Hope in Efforts to End Detention of People Seeking Asylum in Mexico

Countries
Mexico
+ 1 more
Sources
IDC
Publication date
Origin
View original

Written by Diana Martinez Americas Program Officer; Carolina Carreño Americas Childhood Project Officer; Elizabeth Alvares Americas Programme Assistant

People seeking asylum who apply for refugee recognition in Mexico while in immigration detention are required to remain in detention for the duration of their refugee status recognition process. However, should a person apply for asylum outside of detention, they will not be detained during their refugee status recognition process, given two conditions: first, that they remain in the federal entity (state) in which they are processing their application, and second, that they appear weekly before the corresponding authority to sign and declare their agreement to continue the process until a resolution is obtained.

Over the past decade, IDC and various organisations, such as Asylum Access México and networks such as Grupo Articulador México del Plan de Acción Brasil (GAM-PAB) and Grupo de Trabajo de Política Migratoria (GTPM), have promoted collective advocacy actions, initiatives and pilot programs for children to promote alternatives to detention (ATD).

On the basis of this and mindful of the severe injustice and harms endured in detention by people seeking asylum, in mid-2021, a civil society Advocacy Task Force against Detention was created to specifically advocate for an end to immigration detention of asylum seekers in Mexico.

The Task Force has focused on two activities: first, a campaign regarding the effects of detention on refugees and the need to eliminate detention for asylum seekers, aimed at raising awareness and promoting the prevention and elimination of detention in Mexico. Second, a proposal to reform several regulations in order to end this practice.

While the program allowing for the release of asylum seekers from detention has been implemented in the country since 2016 by the National Institute of Immigration (INM), the Mexican Commission for Refugee Assistance (COMAR), and the United Nations High Commissioner for Refugees (ACNUR), it remains an informal and discretionary practice without clear and public criteria, and at the end of 2020 it became subject to additional limitations. It is thus questionable whether the program can be considered an ATD.

All people seeking asylum are therefore at risk of detention at present.
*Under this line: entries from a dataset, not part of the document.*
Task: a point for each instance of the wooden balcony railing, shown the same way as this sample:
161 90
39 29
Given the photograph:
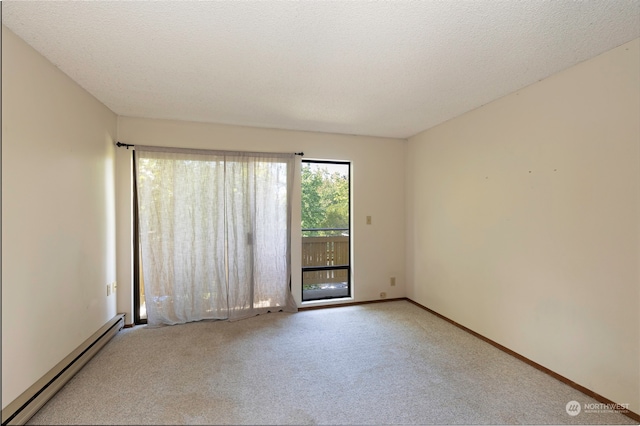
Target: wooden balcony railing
323 252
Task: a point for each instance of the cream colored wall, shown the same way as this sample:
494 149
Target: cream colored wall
377 190
58 215
523 222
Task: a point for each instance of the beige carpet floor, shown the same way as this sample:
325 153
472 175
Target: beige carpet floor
386 363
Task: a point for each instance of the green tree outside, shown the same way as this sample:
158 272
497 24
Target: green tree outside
325 199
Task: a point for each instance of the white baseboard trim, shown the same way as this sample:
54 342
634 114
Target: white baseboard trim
20 410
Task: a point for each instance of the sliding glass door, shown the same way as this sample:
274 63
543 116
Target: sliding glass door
326 236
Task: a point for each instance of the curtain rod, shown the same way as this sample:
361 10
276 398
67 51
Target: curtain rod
120 144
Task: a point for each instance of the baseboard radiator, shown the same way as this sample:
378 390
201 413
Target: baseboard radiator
19 411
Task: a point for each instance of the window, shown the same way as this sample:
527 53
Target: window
326 236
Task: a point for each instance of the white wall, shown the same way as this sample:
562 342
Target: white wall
523 222
58 215
377 166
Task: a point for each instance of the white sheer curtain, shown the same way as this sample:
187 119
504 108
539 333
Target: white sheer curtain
214 233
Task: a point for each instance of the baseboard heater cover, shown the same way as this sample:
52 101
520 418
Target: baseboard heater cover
19 411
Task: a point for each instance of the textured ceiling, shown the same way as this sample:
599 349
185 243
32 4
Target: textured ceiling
384 68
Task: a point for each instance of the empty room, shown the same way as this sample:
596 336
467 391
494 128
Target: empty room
321 212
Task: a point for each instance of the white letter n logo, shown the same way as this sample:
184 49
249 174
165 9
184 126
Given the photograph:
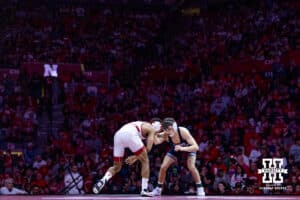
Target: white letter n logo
50 70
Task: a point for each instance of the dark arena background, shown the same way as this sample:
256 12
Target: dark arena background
72 72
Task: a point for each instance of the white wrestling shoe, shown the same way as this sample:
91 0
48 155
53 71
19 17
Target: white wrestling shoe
98 186
157 191
200 191
146 193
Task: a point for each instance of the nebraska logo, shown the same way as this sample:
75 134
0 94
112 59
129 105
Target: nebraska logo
50 70
272 170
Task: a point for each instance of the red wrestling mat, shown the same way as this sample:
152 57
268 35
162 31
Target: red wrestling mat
125 197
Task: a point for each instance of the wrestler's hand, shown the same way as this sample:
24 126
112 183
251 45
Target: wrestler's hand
160 134
178 148
131 159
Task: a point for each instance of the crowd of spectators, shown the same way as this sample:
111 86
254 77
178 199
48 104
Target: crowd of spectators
237 119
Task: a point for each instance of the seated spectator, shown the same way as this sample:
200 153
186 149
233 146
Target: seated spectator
9 188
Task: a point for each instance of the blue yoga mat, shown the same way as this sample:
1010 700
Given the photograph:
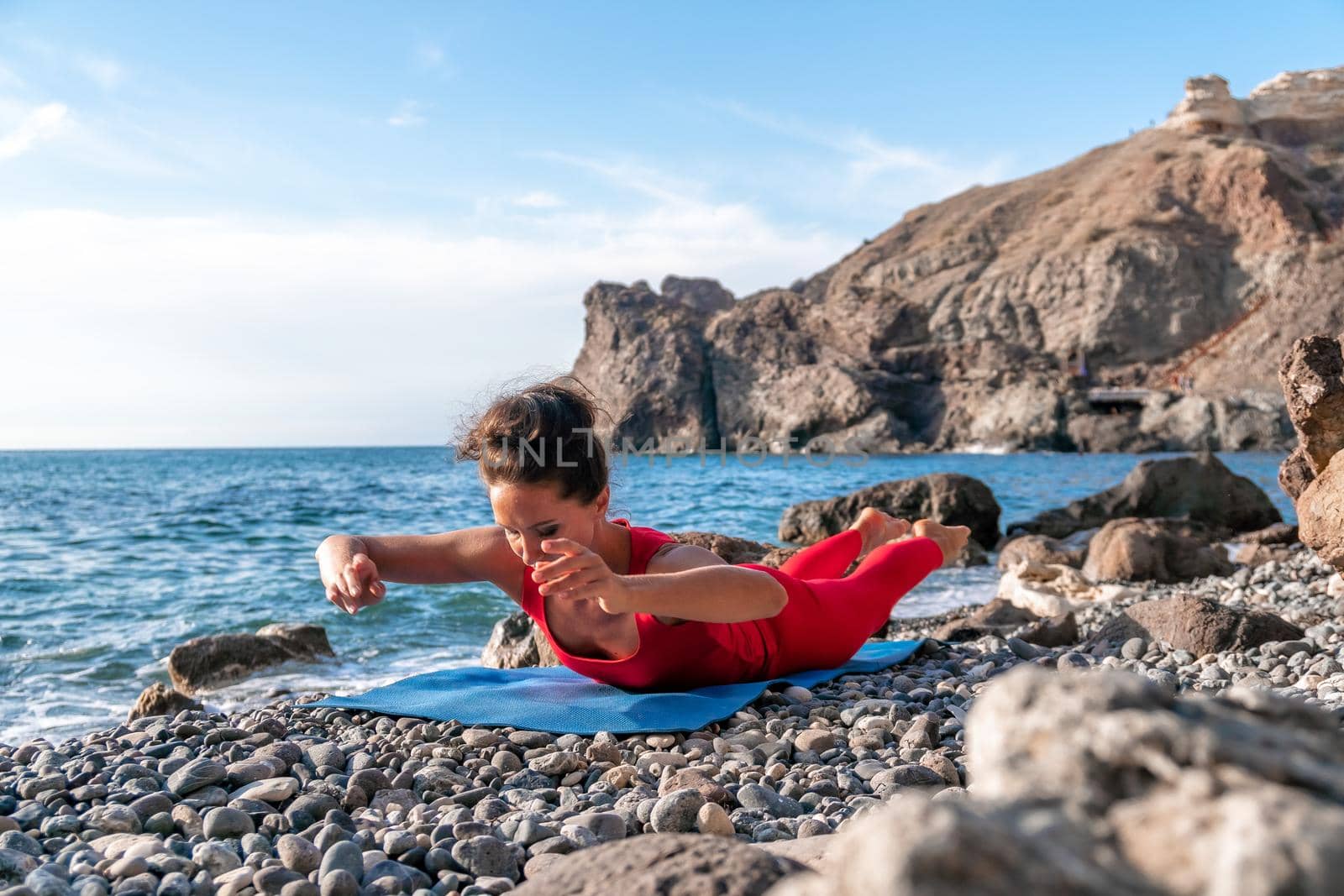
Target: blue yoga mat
562 701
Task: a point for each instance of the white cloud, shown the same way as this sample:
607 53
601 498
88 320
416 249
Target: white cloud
407 114
210 331
104 71
538 199
37 125
629 175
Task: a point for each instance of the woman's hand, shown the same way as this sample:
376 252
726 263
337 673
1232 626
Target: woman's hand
349 578
952 539
580 574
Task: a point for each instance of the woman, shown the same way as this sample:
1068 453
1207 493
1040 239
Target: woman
628 605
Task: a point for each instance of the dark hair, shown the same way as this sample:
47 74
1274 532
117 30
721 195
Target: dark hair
522 438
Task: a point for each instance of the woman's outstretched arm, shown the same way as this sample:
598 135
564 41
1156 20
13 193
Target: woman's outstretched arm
354 567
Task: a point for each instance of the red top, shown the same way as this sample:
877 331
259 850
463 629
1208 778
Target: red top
687 654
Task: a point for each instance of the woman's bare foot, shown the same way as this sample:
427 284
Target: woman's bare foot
878 528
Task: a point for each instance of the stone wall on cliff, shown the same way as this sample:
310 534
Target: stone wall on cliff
1187 250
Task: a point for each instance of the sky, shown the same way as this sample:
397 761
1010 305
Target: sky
306 224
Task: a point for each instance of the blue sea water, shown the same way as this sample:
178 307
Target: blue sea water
109 559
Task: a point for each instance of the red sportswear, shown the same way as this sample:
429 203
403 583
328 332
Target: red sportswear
822 626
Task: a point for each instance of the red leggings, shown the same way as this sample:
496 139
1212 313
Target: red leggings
828 617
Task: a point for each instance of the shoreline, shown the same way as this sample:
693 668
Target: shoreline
261 801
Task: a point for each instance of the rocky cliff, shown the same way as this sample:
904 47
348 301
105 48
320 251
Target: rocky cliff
1176 265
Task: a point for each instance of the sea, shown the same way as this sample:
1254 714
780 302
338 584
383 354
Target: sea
109 559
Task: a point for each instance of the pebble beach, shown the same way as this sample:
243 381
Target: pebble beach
296 801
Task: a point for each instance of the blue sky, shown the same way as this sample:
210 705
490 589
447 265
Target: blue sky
338 224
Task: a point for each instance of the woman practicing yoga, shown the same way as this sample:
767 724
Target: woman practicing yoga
629 605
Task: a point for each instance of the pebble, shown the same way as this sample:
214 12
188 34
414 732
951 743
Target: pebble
343 856
676 813
381 805
714 820
299 855
225 822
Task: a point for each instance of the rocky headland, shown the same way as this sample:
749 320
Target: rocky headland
1135 298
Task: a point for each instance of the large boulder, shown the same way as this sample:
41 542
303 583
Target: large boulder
920 848
1105 782
1312 375
1053 590
517 642
1242 794
1196 488
218 660
1005 620
730 548
949 497
1320 513
1133 550
160 700
664 866
1200 625
1041 548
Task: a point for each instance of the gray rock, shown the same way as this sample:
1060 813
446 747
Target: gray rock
299 855
197 774
343 856
676 812
215 857
487 856
759 797
340 883
225 822
671 864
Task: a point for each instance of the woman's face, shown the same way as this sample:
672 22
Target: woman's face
531 513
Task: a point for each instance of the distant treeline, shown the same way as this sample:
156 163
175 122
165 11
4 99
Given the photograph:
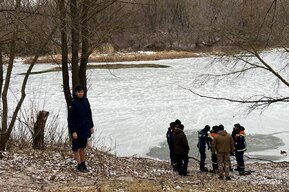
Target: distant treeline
133 25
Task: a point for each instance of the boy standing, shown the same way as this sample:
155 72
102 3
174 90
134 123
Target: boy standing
80 125
223 145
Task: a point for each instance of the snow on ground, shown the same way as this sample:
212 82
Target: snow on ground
132 108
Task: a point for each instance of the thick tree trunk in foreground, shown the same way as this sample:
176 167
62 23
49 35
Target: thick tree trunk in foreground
38 132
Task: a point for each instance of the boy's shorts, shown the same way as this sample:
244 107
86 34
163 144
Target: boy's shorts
78 143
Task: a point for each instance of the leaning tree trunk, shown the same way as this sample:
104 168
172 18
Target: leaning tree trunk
38 131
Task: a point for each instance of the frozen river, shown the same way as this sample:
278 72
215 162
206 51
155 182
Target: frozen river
132 108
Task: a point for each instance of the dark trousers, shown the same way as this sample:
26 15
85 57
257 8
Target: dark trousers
240 160
172 154
215 162
202 158
182 163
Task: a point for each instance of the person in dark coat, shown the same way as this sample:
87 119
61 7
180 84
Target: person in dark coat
223 145
181 150
214 157
240 148
80 125
171 145
203 142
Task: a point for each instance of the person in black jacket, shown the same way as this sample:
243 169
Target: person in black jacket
240 148
80 125
203 141
171 145
181 150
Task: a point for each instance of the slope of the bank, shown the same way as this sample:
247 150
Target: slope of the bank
54 170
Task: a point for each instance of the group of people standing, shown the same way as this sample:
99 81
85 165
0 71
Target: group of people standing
221 144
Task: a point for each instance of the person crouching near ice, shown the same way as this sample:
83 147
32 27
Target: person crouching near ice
181 150
223 145
80 125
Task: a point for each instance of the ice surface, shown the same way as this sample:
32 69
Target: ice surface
132 108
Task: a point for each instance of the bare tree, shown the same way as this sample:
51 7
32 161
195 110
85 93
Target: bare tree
252 30
10 38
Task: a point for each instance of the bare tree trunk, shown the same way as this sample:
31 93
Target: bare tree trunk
64 52
38 131
74 41
1 70
9 71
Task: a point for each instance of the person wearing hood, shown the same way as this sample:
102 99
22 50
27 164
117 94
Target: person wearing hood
80 126
181 150
240 148
214 158
203 137
223 145
171 145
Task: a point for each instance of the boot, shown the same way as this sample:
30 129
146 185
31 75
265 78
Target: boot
85 170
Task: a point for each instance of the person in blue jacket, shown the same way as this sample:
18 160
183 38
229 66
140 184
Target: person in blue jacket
80 125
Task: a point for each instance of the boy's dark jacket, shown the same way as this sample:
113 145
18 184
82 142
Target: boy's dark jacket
80 118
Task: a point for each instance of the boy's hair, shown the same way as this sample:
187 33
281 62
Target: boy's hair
79 88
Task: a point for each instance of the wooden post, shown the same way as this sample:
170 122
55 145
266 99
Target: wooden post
38 131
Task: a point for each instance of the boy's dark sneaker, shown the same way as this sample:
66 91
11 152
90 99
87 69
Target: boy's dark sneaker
228 178
205 169
84 168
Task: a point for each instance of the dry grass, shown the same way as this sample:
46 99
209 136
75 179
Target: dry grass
118 57
110 66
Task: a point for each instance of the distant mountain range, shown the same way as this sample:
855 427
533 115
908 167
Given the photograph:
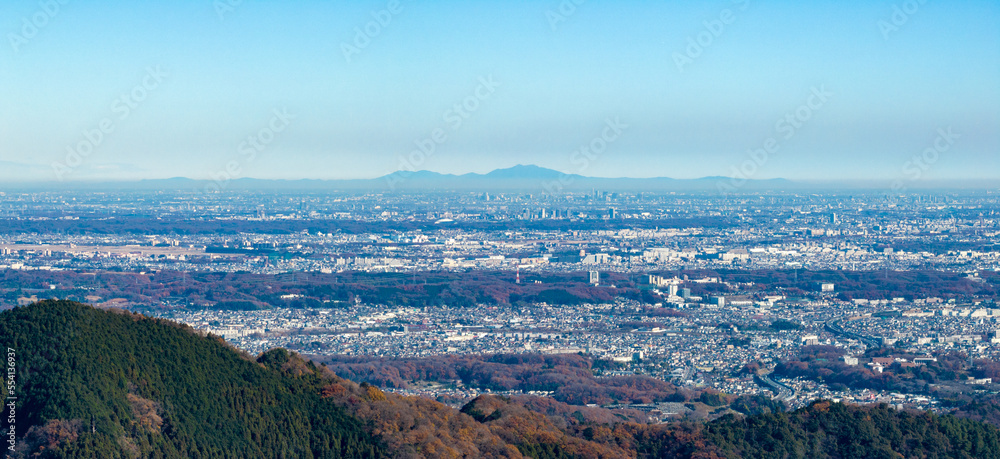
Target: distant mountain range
520 178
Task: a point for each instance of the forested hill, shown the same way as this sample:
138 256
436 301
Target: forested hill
100 384
92 383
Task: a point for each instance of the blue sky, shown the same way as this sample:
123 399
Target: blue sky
265 90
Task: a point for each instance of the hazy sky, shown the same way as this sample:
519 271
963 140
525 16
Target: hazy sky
322 89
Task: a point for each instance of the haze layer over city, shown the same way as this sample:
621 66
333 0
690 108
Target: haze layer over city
538 229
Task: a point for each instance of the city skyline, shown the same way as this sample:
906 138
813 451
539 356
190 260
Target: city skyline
883 92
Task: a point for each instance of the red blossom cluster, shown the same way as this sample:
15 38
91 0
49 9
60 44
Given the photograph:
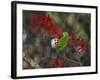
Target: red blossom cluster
47 22
54 31
58 63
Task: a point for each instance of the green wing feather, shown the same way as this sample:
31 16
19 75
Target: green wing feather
63 41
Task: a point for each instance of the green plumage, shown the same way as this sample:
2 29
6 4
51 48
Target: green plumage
63 41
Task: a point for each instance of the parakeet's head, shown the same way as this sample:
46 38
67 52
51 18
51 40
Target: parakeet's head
65 34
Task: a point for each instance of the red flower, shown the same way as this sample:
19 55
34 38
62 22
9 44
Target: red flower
85 50
82 43
70 43
59 36
74 37
58 63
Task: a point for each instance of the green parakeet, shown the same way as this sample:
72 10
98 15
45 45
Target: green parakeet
62 42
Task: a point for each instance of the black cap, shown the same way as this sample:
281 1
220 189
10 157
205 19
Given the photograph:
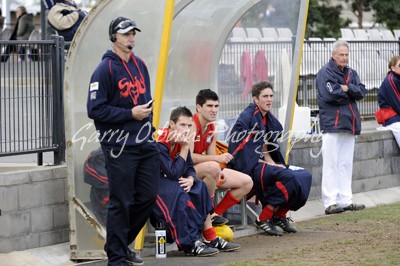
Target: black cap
123 25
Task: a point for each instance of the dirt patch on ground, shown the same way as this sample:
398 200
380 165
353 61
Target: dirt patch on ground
369 237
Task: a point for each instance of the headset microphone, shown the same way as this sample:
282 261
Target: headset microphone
130 47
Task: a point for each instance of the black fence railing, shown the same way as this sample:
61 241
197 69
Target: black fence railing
240 62
31 98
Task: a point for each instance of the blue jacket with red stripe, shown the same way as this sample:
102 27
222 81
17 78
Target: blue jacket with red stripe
338 111
389 96
247 137
115 88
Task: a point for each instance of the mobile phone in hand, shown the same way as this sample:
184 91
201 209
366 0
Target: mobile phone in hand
150 103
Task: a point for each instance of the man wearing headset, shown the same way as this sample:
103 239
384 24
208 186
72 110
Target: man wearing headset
118 102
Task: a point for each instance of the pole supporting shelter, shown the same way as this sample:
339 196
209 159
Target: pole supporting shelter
182 43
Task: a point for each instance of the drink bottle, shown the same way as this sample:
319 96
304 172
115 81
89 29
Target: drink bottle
161 241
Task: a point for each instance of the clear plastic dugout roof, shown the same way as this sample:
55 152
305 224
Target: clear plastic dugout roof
213 44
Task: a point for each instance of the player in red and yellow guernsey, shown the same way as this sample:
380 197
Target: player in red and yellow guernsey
183 204
207 163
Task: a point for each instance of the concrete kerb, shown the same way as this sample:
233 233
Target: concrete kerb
59 254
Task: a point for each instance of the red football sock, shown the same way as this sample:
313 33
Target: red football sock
266 214
210 234
227 202
281 212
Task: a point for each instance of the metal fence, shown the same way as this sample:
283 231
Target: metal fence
31 84
31 98
368 58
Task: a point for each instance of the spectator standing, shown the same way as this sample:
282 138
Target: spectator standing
65 18
389 98
339 87
253 142
183 202
118 98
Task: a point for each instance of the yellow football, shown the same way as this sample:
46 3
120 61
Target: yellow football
225 232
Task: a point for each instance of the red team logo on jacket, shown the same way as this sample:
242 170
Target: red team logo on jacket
131 89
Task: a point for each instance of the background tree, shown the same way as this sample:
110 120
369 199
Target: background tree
387 12
324 19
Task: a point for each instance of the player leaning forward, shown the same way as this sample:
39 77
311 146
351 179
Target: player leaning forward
117 102
254 146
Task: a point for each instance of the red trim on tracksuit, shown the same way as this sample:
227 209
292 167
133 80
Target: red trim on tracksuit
393 86
353 125
241 145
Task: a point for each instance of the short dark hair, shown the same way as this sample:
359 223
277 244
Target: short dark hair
205 95
260 86
178 112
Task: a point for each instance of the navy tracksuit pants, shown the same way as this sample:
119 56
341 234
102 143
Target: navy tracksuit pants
133 182
281 187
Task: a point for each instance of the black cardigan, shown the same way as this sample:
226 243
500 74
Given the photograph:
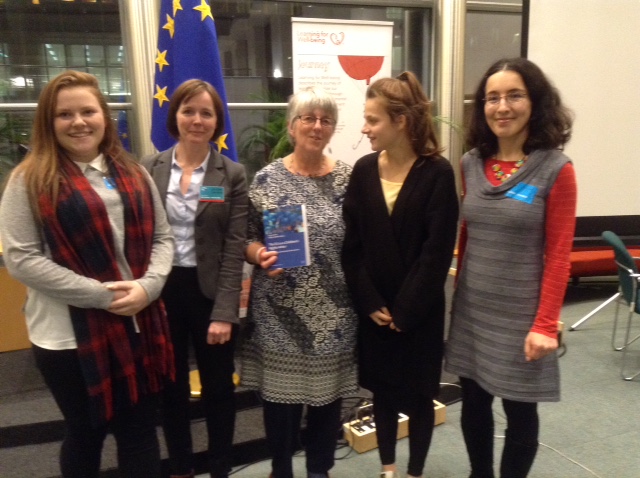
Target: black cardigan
400 261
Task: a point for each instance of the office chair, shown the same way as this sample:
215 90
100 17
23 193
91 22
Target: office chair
629 289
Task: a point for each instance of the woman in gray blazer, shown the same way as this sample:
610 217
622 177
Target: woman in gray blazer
205 196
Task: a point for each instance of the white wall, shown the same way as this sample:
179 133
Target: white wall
591 51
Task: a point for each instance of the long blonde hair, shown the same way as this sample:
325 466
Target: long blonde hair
404 96
41 167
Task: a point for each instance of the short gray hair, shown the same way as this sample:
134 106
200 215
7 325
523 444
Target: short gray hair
311 98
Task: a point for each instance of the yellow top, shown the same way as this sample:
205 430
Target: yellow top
390 191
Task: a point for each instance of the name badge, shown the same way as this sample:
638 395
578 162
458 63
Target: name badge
211 194
109 183
523 192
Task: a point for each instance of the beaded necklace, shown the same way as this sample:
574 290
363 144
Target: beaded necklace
503 176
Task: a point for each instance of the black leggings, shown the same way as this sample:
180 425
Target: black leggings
419 409
521 436
282 426
133 428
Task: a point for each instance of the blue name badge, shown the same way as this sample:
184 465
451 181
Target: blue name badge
523 192
109 183
211 194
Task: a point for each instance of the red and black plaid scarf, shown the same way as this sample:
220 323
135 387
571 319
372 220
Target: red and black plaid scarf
118 364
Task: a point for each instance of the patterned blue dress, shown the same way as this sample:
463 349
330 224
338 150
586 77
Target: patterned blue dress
299 342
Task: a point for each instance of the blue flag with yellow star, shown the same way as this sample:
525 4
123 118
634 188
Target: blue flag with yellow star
187 48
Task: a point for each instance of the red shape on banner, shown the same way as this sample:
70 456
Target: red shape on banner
361 67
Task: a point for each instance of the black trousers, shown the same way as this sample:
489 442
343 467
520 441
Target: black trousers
282 426
134 429
188 312
419 409
521 436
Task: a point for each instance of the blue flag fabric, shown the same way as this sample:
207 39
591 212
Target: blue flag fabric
187 48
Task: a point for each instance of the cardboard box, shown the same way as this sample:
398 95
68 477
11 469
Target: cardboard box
361 433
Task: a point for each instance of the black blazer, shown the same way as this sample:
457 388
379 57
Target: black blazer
220 230
400 261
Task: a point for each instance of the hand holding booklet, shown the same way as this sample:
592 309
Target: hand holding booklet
286 232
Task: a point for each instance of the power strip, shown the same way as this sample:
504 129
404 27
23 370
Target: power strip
361 432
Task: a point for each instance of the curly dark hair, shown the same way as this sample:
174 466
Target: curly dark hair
550 122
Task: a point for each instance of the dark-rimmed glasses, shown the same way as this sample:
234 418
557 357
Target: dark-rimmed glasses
512 98
309 120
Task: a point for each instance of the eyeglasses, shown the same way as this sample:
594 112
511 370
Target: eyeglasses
311 120
512 98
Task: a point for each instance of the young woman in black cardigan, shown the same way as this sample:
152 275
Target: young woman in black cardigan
401 213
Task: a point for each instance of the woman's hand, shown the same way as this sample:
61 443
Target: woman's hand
537 346
129 298
219 332
266 259
382 317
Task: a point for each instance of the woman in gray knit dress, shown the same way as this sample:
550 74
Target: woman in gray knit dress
518 218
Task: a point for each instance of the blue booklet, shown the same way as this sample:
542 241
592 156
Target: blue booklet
285 231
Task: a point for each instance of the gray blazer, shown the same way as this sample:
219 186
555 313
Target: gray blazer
220 230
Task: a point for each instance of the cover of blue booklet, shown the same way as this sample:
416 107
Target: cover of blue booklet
285 231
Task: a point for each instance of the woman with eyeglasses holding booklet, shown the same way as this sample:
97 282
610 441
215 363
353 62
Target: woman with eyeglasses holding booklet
299 346
518 224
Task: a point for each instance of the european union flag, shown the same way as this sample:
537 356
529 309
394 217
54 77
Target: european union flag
187 48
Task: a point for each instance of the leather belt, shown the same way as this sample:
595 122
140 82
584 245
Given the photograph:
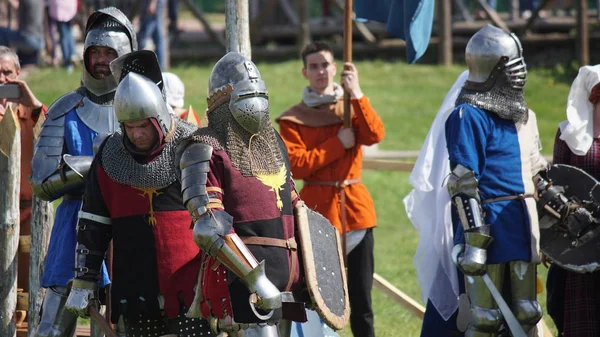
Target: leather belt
508 197
341 186
73 196
337 184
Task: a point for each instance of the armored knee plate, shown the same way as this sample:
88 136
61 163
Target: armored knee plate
55 320
527 312
486 320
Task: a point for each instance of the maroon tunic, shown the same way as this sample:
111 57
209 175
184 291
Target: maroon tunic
261 206
153 248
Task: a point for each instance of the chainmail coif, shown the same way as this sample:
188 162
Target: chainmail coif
251 155
121 167
502 99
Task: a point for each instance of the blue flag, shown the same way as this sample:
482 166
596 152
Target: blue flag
410 20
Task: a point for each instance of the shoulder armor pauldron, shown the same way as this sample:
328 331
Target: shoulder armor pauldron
49 146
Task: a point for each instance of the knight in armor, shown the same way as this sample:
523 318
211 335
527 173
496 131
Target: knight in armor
64 152
573 297
496 169
237 186
132 197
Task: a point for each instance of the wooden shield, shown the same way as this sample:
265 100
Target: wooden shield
574 254
324 270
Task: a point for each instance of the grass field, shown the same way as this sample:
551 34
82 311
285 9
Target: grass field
407 97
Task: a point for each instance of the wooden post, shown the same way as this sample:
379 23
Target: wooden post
515 10
583 34
237 27
10 177
207 27
445 32
347 55
534 16
347 112
42 219
303 27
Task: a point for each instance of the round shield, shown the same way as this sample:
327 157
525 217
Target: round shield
575 254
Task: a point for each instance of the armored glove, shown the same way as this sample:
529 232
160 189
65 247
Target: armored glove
472 259
577 221
83 294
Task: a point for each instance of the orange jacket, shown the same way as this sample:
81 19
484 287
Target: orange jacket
27 121
317 154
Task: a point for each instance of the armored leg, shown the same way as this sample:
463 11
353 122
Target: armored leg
120 328
260 331
55 320
486 317
524 305
285 328
95 329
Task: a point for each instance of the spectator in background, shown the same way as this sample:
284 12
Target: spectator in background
175 91
328 158
574 298
151 25
172 13
62 12
28 40
28 108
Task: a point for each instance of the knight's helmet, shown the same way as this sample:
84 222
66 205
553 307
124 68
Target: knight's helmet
492 53
235 80
139 94
107 27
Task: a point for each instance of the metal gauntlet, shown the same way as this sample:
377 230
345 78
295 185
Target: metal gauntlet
462 186
212 229
93 236
83 294
69 176
551 198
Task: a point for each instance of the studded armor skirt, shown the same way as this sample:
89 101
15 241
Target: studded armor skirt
180 326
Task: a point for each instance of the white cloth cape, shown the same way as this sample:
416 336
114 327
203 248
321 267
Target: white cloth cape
428 208
577 130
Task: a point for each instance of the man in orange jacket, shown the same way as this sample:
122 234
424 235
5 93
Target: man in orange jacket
328 158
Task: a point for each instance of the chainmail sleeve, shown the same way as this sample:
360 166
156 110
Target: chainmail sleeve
94 229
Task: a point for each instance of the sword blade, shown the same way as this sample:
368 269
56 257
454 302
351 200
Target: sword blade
511 321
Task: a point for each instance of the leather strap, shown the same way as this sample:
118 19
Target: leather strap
341 186
508 197
337 184
289 244
24 204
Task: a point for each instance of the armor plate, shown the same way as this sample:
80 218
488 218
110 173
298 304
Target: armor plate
324 270
49 147
100 118
574 254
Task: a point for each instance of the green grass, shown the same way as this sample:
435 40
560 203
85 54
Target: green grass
407 97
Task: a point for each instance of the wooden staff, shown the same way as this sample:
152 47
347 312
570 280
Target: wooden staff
347 112
10 177
102 323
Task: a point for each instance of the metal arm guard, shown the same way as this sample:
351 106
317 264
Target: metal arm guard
93 235
462 187
70 175
211 229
Children are an exception to this as their detention was prohibited, although not totally eradicated, by reforms in the Migration Law and the Law on Refugees, Complementary Protection and Political Asylum in 2020.

The legislative reform proposed by the Advocacy Task Force against Detention is ambitious, ranging from additions to the Constitution, to modifications of the Migration Law and the Law on Refugees, Complementary Protection and Political Asylum, among other initiatives. It aims to guarantee that asylum seekers are not subject to detention.

In 2022, the Advocacy Task Force aims to continue to raise awareness and advocate for the above-mentioned reforms. In addition, a series of actions are planned to promote the adoption of ATD for asylum seekers in both policy and practice, as well as to influence judicial decisions that will prevent detention and guarantee access to due process.